3.2. Growth of CsPbBr₃ SC

The CsPbBr₃ SCs used in this study were grown using the seed-assisted ITC method. Firstly, the growth solution was prepared by dissolving 2 mmol PbBr₂ and 1 mmol CsBr in 2 mL DMSO. The solution was first stirred at 70 °C until completely dissolution. Subsequently, 0.1 mL of ethanol, 0.1 mL of 2-Methoxyethanol, and 0.05–0.1 g of PEG-2000 were added to the precursor solutions separately. The precursor solution was filtered with a 0.22 um filter and transferred to a clean vial.
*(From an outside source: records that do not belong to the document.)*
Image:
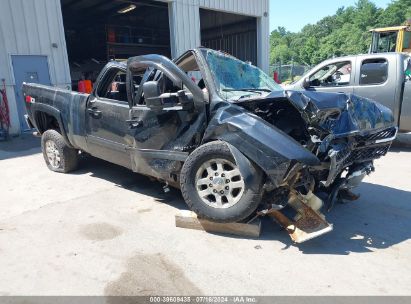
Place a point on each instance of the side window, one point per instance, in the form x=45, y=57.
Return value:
x=113, y=85
x=373, y=71
x=333, y=75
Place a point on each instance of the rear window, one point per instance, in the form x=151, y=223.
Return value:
x=374, y=71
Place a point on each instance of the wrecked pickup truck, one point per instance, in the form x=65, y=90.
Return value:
x=221, y=130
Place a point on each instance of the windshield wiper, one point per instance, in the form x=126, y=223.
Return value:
x=256, y=90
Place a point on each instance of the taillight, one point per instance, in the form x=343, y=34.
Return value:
x=30, y=99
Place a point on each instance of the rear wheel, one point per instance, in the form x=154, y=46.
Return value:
x=213, y=186
x=58, y=156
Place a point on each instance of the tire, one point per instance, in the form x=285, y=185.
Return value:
x=58, y=155
x=237, y=204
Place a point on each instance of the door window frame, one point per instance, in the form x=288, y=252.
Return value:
x=350, y=83
x=100, y=83
x=373, y=84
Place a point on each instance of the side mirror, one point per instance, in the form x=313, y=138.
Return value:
x=151, y=90
x=306, y=83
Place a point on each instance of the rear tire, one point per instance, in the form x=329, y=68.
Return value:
x=58, y=156
x=213, y=187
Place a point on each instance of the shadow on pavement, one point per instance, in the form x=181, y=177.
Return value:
x=23, y=145
x=380, y=219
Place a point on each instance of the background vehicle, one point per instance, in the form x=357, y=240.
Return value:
x=391, y=39
x=385, y=78
x=219, y=128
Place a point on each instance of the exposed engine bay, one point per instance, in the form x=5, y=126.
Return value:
x=345, y=160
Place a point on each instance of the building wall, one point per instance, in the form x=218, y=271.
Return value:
x=30, y=27
x=185, y=23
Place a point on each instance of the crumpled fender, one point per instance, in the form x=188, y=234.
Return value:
x=267, y=146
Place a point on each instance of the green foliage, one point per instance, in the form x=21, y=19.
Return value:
x=344, y=33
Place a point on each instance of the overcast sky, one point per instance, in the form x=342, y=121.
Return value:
x=294, y=14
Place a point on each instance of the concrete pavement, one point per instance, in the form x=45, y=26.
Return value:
x=104, y=230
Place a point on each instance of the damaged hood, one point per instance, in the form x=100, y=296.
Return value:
x=337, y=113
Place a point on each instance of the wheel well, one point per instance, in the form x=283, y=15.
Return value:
x=45, y=122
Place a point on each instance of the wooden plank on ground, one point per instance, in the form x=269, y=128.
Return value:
x=188, y=219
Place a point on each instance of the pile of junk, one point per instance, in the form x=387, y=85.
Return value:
x=4, y=113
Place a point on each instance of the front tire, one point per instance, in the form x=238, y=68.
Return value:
x=213, y=186
x=58, y=156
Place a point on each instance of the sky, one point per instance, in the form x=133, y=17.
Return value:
x=295, y=14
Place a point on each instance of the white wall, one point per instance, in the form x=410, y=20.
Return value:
x=30, y=27
x=185, y=23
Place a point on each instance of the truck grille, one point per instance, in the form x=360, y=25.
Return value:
x=367, y=154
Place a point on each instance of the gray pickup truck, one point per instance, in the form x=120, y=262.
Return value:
x=385, y=78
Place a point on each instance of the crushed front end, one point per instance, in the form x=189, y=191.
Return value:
x=345, y=132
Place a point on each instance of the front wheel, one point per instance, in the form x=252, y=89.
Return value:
x=214, y=187
x=58, y=155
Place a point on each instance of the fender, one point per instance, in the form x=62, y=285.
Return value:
x=40, y=107
x=267, y=146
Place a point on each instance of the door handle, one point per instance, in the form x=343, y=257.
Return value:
x=93, y=112
x=134, y=123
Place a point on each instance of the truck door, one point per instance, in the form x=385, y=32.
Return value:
x=376, y=82
x=107, y=113
x=336, y=77
x=163, y=132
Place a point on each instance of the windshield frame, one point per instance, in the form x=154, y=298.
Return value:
x=249, y=92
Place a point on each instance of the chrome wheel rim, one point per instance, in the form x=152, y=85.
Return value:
x=219, y=183
x=53, y=154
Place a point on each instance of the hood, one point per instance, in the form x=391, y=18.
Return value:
x=340, y=113
x=337, y=113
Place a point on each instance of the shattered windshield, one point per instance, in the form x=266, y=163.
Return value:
x=236, y=79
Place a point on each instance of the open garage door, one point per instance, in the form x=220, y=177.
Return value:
x=234, y=34
x=99, y=30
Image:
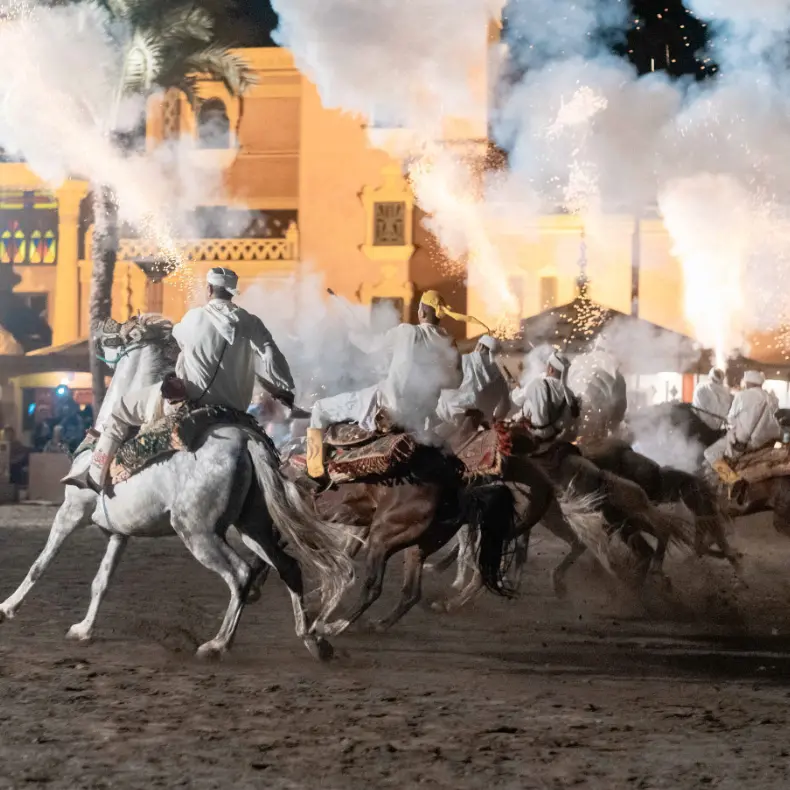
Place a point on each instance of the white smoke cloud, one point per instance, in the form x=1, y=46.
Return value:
x=314, y=334
x=59, y=102
x=388, y=60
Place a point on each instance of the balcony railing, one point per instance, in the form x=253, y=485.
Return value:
x=221, y=250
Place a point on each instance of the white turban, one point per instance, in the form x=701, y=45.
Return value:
x=491, y=343
x=716, y=374
x=559, y=362
x=223, y=278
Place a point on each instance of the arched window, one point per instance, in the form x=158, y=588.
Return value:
x=213, y=124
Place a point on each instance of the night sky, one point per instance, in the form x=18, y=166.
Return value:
x=666, y=36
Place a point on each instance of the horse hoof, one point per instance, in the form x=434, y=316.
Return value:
x=319, y=648
x=210, y=652
x=333, y=629
x=560, y=588
x=78, y=633
x=378, y=626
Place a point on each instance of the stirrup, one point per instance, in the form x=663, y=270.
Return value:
x=83, y=481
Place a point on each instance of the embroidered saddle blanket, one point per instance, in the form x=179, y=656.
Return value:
x=763, y=464
x=484, y=453
x=386, y=456
x=181, y=430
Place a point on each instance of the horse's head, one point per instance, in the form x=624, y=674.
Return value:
x=120, y=341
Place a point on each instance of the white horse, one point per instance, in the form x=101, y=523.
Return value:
x=231, y=479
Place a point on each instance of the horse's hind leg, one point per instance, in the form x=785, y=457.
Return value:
x=463, y=558
x=375, y=566
x=520, y=556
x=83, y=631
x=73, y=513
x=211, y=551
x=411, y=591
x=291, y=574
x=559, y=573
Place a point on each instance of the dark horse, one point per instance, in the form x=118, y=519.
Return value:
x=418, y=513
x=664, y=484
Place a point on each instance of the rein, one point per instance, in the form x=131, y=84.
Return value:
x=125, y=353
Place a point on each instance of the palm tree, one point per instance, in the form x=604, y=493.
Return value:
x=164, y=45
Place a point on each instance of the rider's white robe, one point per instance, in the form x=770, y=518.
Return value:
x=220, y=346
x=714, y=400
x=751, y=424
x=546, y=404
x=424, y=361
x=483, y=388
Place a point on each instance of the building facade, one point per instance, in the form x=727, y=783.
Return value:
x=306, y=191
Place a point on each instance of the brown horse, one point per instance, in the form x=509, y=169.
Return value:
x=584, y=490
x=665, y=485
x=418, y=514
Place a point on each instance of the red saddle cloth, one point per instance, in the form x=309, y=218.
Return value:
x=484, y=453
x=355, y=454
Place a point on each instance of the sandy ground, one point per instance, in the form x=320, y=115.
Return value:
x=590, y=693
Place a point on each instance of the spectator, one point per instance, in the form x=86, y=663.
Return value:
x=71, y=425
x=56, y=443
x=18, y=457
x=42, y=428
x=87, y=417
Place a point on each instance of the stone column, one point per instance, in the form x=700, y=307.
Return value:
x=65, y=324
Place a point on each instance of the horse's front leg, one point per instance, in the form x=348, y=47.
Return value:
x=82, y=632
x=411, y=591
x=75, y=512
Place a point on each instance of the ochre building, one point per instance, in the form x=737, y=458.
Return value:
x=306, y=191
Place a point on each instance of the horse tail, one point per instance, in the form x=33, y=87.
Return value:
x=582, y=513
x=320, y=549
x=701, y=499
x=443, y=563
x=633, y=502
x=489, y=509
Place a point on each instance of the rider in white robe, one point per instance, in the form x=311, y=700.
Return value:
x=751, y=423
x=547, y=405
x=424, y=361
x=713, y=399
x=220, y=345
x=483, y=388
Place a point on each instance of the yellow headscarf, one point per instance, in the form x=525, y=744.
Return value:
x=434, y=299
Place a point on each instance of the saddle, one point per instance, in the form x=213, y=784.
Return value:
x=356, y=454
x=181, y=430
x=763, y=464
x=485, y=452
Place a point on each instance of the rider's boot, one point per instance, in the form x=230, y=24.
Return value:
x=94, y=478
x=315, y=453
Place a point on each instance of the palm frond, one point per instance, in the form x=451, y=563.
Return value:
x=142, y=63
x=188, y=86
x=217, y=62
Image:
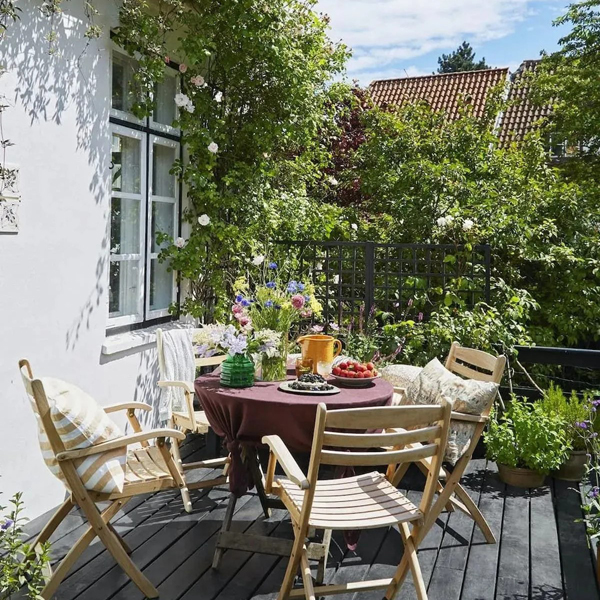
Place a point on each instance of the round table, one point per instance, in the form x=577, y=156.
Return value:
x=244, y=415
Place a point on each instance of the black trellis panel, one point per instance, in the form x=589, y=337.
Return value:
x=351, y=275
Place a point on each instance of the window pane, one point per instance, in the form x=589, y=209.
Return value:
x=161, y=285
x=124, y=226
x=125, y=90
x=164, y=96
x=163, y=183
x=124, y=288
x=163, y=221
x=126, y=164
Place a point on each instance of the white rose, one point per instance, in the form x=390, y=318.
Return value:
x=181, y=100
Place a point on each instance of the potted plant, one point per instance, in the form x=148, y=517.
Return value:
x=526, y=442
x=573, y=411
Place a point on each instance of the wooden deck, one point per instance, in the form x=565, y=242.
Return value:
x=541, y=555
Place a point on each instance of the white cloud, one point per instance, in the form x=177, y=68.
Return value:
x=383, y=32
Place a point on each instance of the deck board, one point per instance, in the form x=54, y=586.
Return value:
x=542, y=553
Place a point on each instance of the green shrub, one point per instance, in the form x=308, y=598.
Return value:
x=526, y=436
x=571, y=409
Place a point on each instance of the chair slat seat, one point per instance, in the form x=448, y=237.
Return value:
x=361, y=502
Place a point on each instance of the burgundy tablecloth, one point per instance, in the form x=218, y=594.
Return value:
x=244, y=416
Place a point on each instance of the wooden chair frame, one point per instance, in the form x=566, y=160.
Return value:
x=99, y=522
x=433, y=424
x=189, y=421
x=479, y=365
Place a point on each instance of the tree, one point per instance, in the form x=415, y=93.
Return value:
x=462, y=59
After heating the precursor solution at 110 °C for sufficient time, the CsPbBr₃ SCs nucleated and grew with the evaporation of the DMSO solvent. In terms of the seed-assisted growth, tiny CsPbBr₃ nuclei have been received from the supersaturated precursor solutions and transferred to another growth solution as the seed crystals. The obtained CsPbBr₃ SCs were washed with hot DMF and dried in a vacuum drying oven for storage. All experiments were performed in ambient conditions.

3.3. Characterization

The structure of the as-grown CsPbBr₃ SCs were characterized by the X-ray diffraction (XRD; Bruker, Karlsruhe, Germany). To investigate the optoelectronic properties of the synthesized CsPbBr₃ SCs, the steady-state PL spectrum has been measured by Edinburgh FLS980 (Edinburgh Instruments Ltd., Livingston, UK)with an excitation wavelength of 400 nm. The TRPL measurements have been performed with Edinburgh FL980 using an excitation wavelength of 405 nm. The absorption spectra were collected by the UV-VIS spectrophotometer (Agilent Technologies, carey-8454; Agilent Technologies, Santa Clara, CA, USA). Au electrode has been deposited on the CsPbBr₃ SCs with thermal evaporation. The viscosity of the precursor has been measured with a rotational rheometer (Anton Paar MCR92; Anton Paar GmbH, Graz, Austria) at 25 °C. The shear rate range has been set at 0.1–1000 s⁻¹. Five datasets have been collected and the results have been recorded in Figure 3c. The shape of the electrode has been controlled by a pre-designed mask. The current–voltage (J-V) curves of the Au/CsPbBr₃/Au-structured photodetectors were recorded with the Keithley 2400 (Solon, OH, USA) source measurement unit.

4. Summary

In summary, we introduce an additive-tuning strategy to solve the blast nucleation of ITC-grown CsPbBr₃ SCs. First and foremost, the oxhydryl groups on PEG bond strongly with the PbBr_n⁽ⁿ⁻²⁾⁻ clusters, which reduces the number of nucleation species during crystal growth. In addition, the high viscosity of the PEG additive is also beneficial for the smooth growth of the SCs, resulting in defectless crystals. Finally, our PEG-regulated CsPbBr₃ SCs show good responsivity (2.25 A/W) and detectivity (6.07 × 10¹¹ Jones) to weak light, demonstrating their significant potential in the field of optoelectronic devices.